A stuffed reindeer.

The Governor's Gift

On 20 November 1694, a delivery was made to the Royal Armoury of a Sámi wearing Sámi clothes and a blue lined cap, reclining in a sleigh being pulled by a reindeer wearing fabric and with a bell beneath its neck.

This distinctive gift was delivered to King Karl XI from the Governor of Västerbotten County, Count Gustaf Douglas (1648–1705). The bell around his neck has long since disappeared. Lost or removed. But most of the Sámi equipage remains. And, yes, the Sámi driving the equipage was not a real-life Sámi, but a model.

In 1694, the King had made an inspection trip to Torneå, where he had met the County Governor. It is reported that they viewed the midnight sun together from the bell tower of Torneå Church on the night of 15 June 1694. It is likely that the gift was presented in connection with this trip. Upon arrival in Stockholm, the equipage was placed in the Royal Armoury in Makalös, the De la Gardie palace.

Oil painting of a sami in a sled driven by a reindeer,
En same i sin ackja. David Klöcker Ehrenstrahl, 1671. Nationalmuseum (Public Domain).

A newly awakened interest

The northernmost parts of Sweden had attracted the interest of the State during the first half of the 17th century. Silver, for example, had been found at Nasafjäll in 1634, and the vast expanses promised ore deposits.

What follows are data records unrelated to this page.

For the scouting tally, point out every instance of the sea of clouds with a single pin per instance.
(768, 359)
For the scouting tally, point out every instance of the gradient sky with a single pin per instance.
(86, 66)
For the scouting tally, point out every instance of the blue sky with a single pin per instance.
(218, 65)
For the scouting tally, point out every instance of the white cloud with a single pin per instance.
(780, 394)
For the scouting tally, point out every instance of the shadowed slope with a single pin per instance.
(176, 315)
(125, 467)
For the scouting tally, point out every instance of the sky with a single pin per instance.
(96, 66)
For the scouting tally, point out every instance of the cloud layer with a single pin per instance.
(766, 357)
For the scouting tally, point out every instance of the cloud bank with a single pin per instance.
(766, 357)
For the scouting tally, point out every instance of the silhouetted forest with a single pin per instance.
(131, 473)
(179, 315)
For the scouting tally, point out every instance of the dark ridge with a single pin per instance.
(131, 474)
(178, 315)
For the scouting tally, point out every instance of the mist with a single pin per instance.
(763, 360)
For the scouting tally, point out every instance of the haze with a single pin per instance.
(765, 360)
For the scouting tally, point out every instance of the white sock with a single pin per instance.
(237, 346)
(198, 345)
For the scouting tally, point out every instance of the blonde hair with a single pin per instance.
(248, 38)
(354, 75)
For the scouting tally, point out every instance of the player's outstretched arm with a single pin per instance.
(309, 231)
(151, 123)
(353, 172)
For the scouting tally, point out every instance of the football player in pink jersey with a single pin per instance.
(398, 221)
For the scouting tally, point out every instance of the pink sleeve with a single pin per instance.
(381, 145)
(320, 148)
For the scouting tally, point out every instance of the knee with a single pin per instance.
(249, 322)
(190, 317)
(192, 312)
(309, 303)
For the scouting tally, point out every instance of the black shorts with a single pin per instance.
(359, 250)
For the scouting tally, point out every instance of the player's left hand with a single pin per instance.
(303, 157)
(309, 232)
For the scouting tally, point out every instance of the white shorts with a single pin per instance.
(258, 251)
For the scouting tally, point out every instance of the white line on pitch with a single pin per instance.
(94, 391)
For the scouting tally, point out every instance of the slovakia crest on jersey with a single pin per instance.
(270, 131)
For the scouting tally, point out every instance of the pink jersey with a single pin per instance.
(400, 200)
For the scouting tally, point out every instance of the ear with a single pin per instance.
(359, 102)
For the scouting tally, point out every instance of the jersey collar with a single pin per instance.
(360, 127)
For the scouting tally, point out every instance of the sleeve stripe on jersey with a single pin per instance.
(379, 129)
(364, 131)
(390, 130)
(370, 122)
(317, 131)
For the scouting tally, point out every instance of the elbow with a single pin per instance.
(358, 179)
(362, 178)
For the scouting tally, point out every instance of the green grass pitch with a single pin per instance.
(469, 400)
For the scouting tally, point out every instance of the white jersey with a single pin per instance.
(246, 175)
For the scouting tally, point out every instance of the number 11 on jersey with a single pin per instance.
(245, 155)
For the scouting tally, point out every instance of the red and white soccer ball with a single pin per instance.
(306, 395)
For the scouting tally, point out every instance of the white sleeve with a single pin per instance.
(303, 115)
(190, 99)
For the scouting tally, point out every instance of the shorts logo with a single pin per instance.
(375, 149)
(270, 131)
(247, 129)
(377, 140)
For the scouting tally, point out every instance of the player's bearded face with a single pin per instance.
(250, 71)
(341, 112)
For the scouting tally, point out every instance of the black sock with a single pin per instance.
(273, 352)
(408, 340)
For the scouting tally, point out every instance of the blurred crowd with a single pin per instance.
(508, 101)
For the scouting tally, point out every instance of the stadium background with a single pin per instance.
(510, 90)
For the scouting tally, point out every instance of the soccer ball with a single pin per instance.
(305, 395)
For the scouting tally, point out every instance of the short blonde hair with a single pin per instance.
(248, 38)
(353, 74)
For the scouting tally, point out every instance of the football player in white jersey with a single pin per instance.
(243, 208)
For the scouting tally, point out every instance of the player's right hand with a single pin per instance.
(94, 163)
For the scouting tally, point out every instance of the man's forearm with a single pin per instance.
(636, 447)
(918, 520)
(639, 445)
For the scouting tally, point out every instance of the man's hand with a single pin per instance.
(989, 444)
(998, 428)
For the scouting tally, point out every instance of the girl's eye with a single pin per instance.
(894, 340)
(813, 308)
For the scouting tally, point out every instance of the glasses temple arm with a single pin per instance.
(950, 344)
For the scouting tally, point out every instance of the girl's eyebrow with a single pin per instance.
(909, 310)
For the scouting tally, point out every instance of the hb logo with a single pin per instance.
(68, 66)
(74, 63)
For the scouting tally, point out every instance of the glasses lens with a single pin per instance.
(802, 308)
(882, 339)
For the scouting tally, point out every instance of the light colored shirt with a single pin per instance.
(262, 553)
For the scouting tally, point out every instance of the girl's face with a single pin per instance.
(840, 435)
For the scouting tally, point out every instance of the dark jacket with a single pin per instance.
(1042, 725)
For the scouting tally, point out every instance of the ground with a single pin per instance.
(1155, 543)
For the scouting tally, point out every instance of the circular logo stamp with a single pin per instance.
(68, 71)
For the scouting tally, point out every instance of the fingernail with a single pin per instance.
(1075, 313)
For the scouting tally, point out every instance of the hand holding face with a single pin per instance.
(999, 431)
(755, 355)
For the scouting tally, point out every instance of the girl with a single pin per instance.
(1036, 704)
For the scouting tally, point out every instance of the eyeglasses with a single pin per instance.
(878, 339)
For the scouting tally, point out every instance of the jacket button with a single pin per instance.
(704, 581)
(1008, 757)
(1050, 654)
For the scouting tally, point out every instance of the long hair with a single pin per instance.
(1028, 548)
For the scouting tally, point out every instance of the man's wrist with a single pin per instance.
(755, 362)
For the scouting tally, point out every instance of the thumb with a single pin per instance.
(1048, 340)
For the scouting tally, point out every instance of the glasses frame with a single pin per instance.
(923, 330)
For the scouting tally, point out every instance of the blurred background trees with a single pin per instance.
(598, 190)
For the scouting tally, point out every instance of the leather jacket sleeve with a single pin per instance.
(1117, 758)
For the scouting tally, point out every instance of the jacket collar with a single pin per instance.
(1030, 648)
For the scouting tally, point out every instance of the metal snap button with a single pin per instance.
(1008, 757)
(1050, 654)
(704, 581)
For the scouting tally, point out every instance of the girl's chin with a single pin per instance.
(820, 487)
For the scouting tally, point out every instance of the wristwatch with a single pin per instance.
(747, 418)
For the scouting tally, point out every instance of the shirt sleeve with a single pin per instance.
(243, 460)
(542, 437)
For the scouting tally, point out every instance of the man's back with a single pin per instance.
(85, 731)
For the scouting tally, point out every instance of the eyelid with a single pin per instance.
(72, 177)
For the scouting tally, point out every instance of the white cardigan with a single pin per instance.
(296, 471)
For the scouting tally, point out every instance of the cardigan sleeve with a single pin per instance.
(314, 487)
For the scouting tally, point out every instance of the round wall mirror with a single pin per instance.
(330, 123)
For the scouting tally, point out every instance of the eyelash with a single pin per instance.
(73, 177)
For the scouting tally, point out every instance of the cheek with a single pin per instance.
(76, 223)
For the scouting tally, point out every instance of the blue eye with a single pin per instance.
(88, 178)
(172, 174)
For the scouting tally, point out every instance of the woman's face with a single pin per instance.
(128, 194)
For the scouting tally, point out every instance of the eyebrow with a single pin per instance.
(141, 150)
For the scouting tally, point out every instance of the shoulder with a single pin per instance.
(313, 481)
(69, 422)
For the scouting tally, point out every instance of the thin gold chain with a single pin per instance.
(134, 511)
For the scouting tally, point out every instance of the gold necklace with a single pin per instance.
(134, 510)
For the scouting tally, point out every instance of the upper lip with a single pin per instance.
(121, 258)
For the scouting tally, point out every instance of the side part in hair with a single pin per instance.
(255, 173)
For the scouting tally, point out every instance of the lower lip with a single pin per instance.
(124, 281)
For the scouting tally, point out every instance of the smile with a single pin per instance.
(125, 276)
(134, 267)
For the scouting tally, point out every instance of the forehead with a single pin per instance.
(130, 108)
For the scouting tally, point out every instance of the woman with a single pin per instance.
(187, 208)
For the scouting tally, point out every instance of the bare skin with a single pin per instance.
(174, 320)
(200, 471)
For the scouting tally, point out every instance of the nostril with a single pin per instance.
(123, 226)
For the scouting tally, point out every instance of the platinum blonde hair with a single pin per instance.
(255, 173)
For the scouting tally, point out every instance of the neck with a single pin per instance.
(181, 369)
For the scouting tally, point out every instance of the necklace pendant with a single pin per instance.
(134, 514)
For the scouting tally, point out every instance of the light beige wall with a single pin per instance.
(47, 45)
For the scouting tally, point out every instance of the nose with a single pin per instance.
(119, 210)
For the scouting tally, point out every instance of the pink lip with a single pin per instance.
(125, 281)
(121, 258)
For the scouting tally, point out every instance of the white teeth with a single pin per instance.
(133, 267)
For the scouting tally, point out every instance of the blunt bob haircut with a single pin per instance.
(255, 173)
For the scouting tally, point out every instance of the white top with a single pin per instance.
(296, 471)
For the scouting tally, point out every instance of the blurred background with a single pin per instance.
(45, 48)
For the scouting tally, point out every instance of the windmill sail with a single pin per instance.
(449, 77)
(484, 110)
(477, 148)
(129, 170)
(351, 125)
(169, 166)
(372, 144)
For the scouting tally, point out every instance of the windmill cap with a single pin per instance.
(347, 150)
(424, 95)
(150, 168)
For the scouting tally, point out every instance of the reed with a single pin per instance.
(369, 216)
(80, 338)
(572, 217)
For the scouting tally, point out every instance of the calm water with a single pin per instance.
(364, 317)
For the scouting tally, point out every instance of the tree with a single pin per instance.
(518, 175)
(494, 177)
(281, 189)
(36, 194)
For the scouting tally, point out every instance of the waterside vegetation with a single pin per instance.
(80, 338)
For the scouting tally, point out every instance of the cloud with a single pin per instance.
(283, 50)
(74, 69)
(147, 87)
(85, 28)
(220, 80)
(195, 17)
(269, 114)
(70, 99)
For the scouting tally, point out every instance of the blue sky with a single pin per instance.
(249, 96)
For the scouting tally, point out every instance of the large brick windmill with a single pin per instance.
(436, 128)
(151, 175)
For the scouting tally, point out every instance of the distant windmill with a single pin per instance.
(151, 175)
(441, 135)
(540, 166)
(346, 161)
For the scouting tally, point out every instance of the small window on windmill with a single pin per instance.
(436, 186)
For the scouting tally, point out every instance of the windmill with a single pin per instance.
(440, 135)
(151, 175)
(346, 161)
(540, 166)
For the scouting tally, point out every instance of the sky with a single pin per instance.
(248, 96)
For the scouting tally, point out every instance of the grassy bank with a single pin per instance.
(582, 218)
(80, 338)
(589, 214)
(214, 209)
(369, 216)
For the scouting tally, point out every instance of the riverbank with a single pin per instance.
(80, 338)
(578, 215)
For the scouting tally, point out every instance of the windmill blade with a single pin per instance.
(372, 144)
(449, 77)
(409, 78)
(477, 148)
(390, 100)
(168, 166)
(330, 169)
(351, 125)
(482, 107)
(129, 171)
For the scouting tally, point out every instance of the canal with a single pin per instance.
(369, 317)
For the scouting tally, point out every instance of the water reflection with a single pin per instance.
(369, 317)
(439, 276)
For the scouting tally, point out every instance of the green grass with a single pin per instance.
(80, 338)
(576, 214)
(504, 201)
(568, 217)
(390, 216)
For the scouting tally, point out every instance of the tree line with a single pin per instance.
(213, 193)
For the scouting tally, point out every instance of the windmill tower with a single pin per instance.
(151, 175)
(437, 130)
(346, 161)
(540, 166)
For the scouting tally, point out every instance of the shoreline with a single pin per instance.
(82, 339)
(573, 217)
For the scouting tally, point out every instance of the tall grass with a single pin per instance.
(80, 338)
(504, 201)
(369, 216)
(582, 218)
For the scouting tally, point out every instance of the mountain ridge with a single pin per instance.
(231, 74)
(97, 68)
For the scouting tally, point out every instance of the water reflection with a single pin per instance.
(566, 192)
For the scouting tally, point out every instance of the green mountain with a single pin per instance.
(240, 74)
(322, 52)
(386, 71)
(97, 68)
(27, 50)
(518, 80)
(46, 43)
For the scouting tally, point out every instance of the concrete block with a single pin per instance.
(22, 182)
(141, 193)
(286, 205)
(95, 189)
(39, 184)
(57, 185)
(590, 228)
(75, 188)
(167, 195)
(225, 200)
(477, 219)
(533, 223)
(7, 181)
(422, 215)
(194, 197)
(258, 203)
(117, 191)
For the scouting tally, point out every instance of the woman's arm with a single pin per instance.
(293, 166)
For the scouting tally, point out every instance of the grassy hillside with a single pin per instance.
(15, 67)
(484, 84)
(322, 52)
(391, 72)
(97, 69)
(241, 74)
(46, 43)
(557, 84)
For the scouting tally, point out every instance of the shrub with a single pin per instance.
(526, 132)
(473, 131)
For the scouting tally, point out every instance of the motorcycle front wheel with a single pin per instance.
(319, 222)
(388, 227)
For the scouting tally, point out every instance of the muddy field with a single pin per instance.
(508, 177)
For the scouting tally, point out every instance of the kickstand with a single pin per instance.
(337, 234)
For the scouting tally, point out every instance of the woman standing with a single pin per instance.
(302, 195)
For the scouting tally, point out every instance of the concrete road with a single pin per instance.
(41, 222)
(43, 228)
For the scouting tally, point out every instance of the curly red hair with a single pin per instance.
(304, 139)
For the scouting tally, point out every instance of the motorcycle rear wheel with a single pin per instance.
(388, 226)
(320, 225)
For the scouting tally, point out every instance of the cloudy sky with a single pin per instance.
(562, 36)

Another reason for this fascination with the Sámi was Johannes Schefferu’s groundbreaking ethnological depiction of Lapland in 1673 in the book “Lapponia”. The book was written in Latin and translated into French, German, Dutch and English, but not into Swedish.

We cannot know if Gustaf Douglas bought the Sámi equipage or had it created for the King. Sámi craftsmanship was already a commodity in the 17th century, and much sought after among wealthy collectors, especially the Sámi drums, which were referred to at the time as magic drums.

Abraham or not?

Both Ehrenstrahl’s painting of a Sámi in his sleigh (see above) and the carved model in the County Governor’s gift have at times been described as portraits of Abraham Momma Reenstierna (1623–1690). This is probably a retrospective construction. The model, with its high cheekbones and furrowed face, was probably meant to look like a Sámi. There was originally a clay pipe in the hole in the right-hand side of the model’s mouth.

Photo: Jens Mohr, the Royal Armoury/SHM (CC BY-SA 3.0).

What remains

Since arriving at the Royal Armoury towards the end of the 17th century, the artefacts have been moved between several different storerooms, including Fredrikshov Castle and the Palace of the Hereditary Prince. In 1884, the Royal Armoury’s collections were moved to the Royal Palace. There they were put on display until 1906, when they were moved once more and displayed at the Nordic Museum. In 1978, the collections were moved back to the Royal Palace. It is therefore hardly surprising that some of the equipment has been lost or is in very poor condition.